A somewhat confused HA rep came around to hand out these:

“Ah,” I said, “now begins the black market, as people with 4s want to trade things of value or a 3, or a 2.”

I muttered to myself about being a Four. Mind you, this is just the group that goes back to the terminal to start the boarding process. I felt better when I saw they were handing out cards that said 17.

A few minutes before noon a Holland American rep took the mike and explained what was going on, and said it would be at least an hour. So I figure I’ll get on the ship around 2:00, grab lunch, take a nap before we push off.

Aggravating, but there is nothing that can be done.

LATER: spoke to a guy in our group who’d got a 21 and traded it down to 19 with someone.

We were allowed back on after 1:30 or so. The box contained cleaning supplies. The combination made the dogs think something was up, after which those most dreaded words: the matter was in the hands of Broward County Officials.

Once we had the all clear, the routine resumed. Queue to get to the queue, get my keycard, up to the room - huzzah, my luggage! - and then bolt up to 9 to get a sandwich and sit on the deck in the sun and eat, absolutely happy and grateful. Unpacked and stowed away everything for the week to come and realized that somehow I under-packed socks.

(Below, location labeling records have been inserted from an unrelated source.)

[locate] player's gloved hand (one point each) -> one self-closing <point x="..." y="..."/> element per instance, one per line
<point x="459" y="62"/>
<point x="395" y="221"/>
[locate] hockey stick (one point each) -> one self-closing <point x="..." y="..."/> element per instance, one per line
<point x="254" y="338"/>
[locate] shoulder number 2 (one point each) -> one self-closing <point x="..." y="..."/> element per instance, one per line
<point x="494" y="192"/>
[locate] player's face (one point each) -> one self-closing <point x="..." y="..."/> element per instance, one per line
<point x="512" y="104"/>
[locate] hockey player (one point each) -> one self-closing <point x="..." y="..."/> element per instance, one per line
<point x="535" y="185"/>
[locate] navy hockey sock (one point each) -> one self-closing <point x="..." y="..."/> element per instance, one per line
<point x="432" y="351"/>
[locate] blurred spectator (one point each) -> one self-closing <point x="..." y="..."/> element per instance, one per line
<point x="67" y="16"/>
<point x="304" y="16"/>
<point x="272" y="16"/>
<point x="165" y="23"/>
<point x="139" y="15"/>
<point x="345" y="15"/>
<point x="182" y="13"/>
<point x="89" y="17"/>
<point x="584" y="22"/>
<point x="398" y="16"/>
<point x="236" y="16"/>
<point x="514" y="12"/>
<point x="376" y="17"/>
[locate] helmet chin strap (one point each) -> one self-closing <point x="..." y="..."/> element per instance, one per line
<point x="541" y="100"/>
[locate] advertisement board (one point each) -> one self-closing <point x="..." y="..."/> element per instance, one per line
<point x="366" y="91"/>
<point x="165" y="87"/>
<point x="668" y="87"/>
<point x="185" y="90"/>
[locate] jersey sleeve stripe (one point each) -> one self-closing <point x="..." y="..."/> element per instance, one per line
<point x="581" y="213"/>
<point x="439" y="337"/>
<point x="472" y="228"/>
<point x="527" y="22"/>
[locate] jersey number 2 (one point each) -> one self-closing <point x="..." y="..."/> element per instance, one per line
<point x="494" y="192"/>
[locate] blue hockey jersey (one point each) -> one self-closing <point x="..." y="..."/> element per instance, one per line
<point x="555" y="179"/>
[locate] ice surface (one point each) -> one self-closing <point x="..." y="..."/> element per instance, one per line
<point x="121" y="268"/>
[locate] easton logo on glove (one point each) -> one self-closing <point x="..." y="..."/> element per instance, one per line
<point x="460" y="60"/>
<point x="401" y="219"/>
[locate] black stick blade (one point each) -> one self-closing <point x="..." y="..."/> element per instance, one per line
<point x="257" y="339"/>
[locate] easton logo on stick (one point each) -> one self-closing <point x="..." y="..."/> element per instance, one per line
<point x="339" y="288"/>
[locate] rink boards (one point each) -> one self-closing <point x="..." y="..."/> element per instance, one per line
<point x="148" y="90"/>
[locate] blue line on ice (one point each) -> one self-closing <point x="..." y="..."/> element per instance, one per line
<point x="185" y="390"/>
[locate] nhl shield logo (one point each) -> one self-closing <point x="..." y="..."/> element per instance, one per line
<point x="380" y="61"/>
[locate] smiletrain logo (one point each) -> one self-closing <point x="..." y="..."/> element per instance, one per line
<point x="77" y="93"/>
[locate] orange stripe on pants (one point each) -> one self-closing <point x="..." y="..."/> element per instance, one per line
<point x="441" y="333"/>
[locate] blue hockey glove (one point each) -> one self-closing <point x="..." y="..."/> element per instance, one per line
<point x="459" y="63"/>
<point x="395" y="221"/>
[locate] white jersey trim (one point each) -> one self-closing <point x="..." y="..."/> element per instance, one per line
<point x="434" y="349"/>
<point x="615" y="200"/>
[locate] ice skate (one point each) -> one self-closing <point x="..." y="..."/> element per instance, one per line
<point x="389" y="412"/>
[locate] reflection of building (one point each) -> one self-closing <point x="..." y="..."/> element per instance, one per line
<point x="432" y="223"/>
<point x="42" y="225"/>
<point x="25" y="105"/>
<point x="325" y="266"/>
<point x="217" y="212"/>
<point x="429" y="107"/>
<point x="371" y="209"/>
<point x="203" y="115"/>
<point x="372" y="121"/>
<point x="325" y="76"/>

The good thing? It’s not a sock-intensive trip.

LATER Ready to go.

That's not my ship, obviously. If it were I'd be in trouble.

I have never been on this ship; I know this ship. Aside from the new Konigsdam, which I believe has a different design, the Dam Ships have the same configuration, same names for the same places. When I go up to the Crow’s Nest after dinner for drinks it’s old home week in a place I’ve never visited in my life. I like that.

Ever joyous and oddly bittersweet; having done this so many times, it seems, every other year, things different every time, me seeming the same but not so now - and not so ever, in small ways that only work their way to the surface at their own pace. I’m listening to Gleason in my stateroom, which is the tradition. Sappy schmaltzy stuff with Bobby Hackett’s horn.

Shoved off at sunset as usual, sailing past the enormous condos right by the sea; people blew horns and waved, and I waved back. You have to. It’s tradition.

It's slightly skewed because I was holding the camera, not looking through it. I want to see this with my own eyes, not through a sheet of glass.

Dinner was good; table had a young kid to bring the demographic age down to an average of 70, talked games and other Youth Things. Computers and old games with Boss Mongo on the other side of the table. Hardly any politics, which is nice. And odd for a National Review cruise, but I have no particular desire to talk about them out of the scheduled events.

At the Crow's Nest at evening's end - the bar where the diehards meet - a fellow said “Howdy neighbor,” and he meant it in a different sense than “you’re next to me at the bar.” He meant my home in Minneapolis. He lived a few blocks away. Wasn’t on the NR cruise, but knew about it. So we chatted about the neighborhood and also servers and fiber-optics and other things connected to his profession.

That was a long day, and it was something different. It’ll all be forgotten soon. The first few days are always forgotten until you get on the ship, slide past the strangers waving from afar, and head out into the blue. That’s when it all begins.

From the back of the ship at the Sea View Bar: adieu for now.